Sunday, February 22, 2009

"I told you so" is easy to say but hard to hear...

That's my opinion anyway. Earlier this week I has having a conversation with my brother updating him on my once again isolated status in regards to our father's side of the family. Three years ago when I "found" my cousin and got myself invited to a family reunion I chastised my brothers for not giving our flesh and blood a chance. A second chance really cause they kinf of blew things the first time around. Deciding that I wanted my children to meet the people that I spend most of my young life with I blindly forgave them for all the heart ache and pushed forward. Alone of course because my brother refuse to let go of the hurt and anger and they stood firm in not wanting anything to do with this side of our family.

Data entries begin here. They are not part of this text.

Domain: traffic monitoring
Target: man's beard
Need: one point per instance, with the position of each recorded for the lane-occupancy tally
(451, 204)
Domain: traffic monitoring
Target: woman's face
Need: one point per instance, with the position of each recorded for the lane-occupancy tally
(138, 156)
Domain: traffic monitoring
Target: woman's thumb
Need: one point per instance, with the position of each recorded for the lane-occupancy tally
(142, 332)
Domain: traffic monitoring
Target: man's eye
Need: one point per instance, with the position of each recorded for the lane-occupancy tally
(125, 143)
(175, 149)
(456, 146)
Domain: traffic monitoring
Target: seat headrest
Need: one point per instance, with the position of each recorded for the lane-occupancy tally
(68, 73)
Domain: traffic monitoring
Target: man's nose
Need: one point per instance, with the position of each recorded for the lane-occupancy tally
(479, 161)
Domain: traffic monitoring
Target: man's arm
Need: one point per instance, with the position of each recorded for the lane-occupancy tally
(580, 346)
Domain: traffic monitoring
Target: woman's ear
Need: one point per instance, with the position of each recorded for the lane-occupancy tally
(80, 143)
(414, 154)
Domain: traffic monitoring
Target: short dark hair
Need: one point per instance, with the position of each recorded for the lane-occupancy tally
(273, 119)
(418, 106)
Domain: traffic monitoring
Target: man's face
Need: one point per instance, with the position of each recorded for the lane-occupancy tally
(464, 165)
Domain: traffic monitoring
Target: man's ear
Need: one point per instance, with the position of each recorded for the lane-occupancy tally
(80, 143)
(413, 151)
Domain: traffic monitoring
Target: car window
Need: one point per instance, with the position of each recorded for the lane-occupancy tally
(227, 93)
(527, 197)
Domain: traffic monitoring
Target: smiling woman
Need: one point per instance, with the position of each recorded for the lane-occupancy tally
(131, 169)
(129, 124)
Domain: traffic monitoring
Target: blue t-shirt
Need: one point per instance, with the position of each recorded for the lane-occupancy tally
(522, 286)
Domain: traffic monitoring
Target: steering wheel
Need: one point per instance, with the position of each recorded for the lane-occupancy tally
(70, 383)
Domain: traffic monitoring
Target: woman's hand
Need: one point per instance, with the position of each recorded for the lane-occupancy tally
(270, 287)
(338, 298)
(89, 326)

Being the know it all big sister and counselor I knew I was doing the right thing and opened myself back up to a group of people that most certainly were going to hurt me again. It's what they do best. Here I am three years later telling him about an email war that I started based on some ignorant emails circulating during the time before the presidential election. I told him about my aunt and how ridiculous her response was not to mention how it had nothing to do with what I had written. I continued to tell him about my two other aunts who have since ignored me because of their Catholic beleifes and narrow view on the election. It seems in this time of crisis the only thing that was worth thinking about was abortion. Must be nice to not have any other cares in the world. Because I would not comform, because I stood my ground I am once again cut off.

His response "I told you so." I am usually the one uttering those words so this was a bit more difficult to take. Having had a chance to process things I relaized how foolish I was to pursue these "roots." This was the family that made fun of me, caused me many tears, compared me to other cousins that I had nothing in common with. I have always been different and I know this but somehow not being a part of one's family is just not easy to accept. I am learning though because I know this is for the best. I am different for many reasons and all of them make me better for it. I keep this in mind as I move forward.

In the mean time perhaps I will be more careful with my quick response to say I told you so.